Determine the positioning of one random pivot each time
Place each element to both sides of pivot
Repeat for both sides of pivot
Time Comp:
On average: O(N logN)
Ideally, each call splits the array into left and right of pivot. Calling logN times.
Worst Case: O(N^2)
If you have terrible karma, the pivot might be chosen on one of the ends every time. Ex: 012345 pivot = 0 , 012345 pivot = 1, 012345 pivot = 2 .....

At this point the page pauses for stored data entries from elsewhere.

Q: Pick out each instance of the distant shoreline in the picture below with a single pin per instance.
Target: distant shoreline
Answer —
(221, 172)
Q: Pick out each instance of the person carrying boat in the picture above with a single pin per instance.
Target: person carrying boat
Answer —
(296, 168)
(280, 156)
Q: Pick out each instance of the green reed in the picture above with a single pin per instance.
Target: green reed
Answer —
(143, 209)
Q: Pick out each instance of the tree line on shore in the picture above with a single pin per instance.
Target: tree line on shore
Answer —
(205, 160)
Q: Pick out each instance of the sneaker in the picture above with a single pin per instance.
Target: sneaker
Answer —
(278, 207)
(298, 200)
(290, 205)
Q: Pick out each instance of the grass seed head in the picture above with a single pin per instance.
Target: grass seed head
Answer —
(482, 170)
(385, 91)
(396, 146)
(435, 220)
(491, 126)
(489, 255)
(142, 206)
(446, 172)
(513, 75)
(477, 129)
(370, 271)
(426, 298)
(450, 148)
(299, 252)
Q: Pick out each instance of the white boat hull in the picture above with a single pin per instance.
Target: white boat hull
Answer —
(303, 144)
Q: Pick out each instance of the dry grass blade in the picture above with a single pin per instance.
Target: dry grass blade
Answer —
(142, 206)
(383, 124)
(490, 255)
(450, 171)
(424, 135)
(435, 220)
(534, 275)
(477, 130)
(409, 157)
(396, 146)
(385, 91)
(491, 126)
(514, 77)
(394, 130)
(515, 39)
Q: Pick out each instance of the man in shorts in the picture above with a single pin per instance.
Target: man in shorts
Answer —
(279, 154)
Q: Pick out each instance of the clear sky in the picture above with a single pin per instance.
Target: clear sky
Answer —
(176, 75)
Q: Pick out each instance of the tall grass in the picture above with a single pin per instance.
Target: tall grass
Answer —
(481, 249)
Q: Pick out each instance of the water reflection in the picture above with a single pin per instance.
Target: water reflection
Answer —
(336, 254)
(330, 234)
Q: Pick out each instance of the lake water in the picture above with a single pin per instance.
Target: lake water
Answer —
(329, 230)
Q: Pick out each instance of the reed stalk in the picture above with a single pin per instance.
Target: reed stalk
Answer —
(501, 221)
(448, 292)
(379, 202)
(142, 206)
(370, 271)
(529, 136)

Every element is pivot, one at a time, thus n^2
Space Comp: O(logN) - O(N) call stacks
public class Solution {
private void swap (int[] array, int i, int j){
int tmp = array[i];
array[i] = array[j];
array[j] = tmp;
}
public int[] quickSort(int[] array) {
if (array == null) return null;
quickSortHelper(array, 0, array.length - 1);
return array;
}
public void quickSortHelper(int[] array, int left, int right){
//base case: one element array
if (left >= right){
return;
}
//choose the pivot
int pivot = partition(array, left, right); //sorts one element
quickSortHelper(array, left, pivot - 1);
quickSortHelper(array, pivot + 1, right);
}
public int partition(int[] array, int left, int right) {
int pivotIndex = pivotIndex(left, right);
int pivot = array[pivotIndex];
swap ( array, pivotIndex, right);
int leftBound = left;
int rightBound = right - 1; //excluding pivot
while( leftBound <= rightBound) {
if (array[leftBound] < pivot) {
leftBound++; //if l < p, correct placing, incur next
} else if (array[rightBound] >= pivot) {
rightBound--; //if r >= p, correct placing, incur next
} else {
swap(array, leftBound++, rightBound--); //else both in wrong place, swap
}
}
swap(array, leftBound, right);
return leftBound; //leftBound ends at pivot
}
public int pivotIndex(int left, int right) {
return left + (int) (Math.random() * (right - left + 1));
}
}
Mistake to watch out for:
after partition, new position of pivot value is on leftBound , not on pivotIndex.